From “Master” to “Menial”: State-owned enterprise workers in contemporary China


From “Master” to “Menial”: State-owned enterprise workers in contemporary China

 Au Loong Yu
Abstract
 

This essay first looks at “enterprise democracy”, as defined by law, in China, and examines why it has never been genuinely implemented and how this relates to workers’ failure to resist the privatization of their enterprises at the turn of the century. It explores the crippling clauses in the laws, especially those relating to the ACFTU (All China Federation of Trade Unions), which also show the deep hostility of the ruling party towards any sign of autonomous movement from below.
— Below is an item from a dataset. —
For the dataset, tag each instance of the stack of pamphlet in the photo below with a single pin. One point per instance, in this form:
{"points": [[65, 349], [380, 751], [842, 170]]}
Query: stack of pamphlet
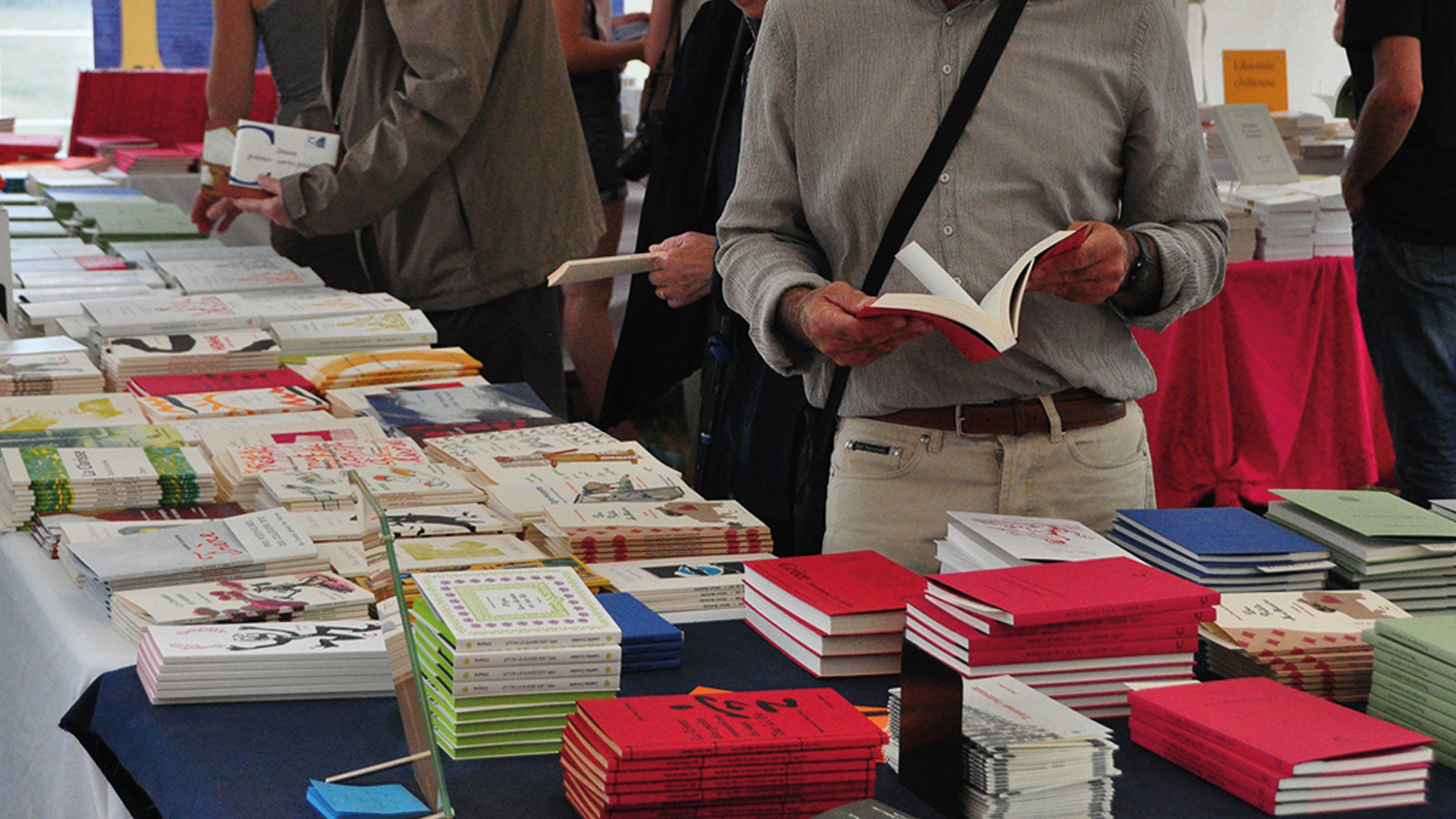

It links the party’s lack of incentive to respect the rule of law to the material interests of the ruling bureaucracy, and argues that this can be traced back to Mao’s period. It therefore does not agree with the notion, put forward by some, that the Chinese working class in the state sector was really the “master of the house” in that period. Precisely because of decades of atomization prior to the reform period, workers were left defenseless when the market reform attack started. Although they rose to protest in millions in 1989, the defeat of the movement paved the way for a second wave of attacks on workers, namely the privatization of state owned enterprises. The essay concludes with a debate on the lessons to be learned from the Chinese workers’ demise and the way forward for them.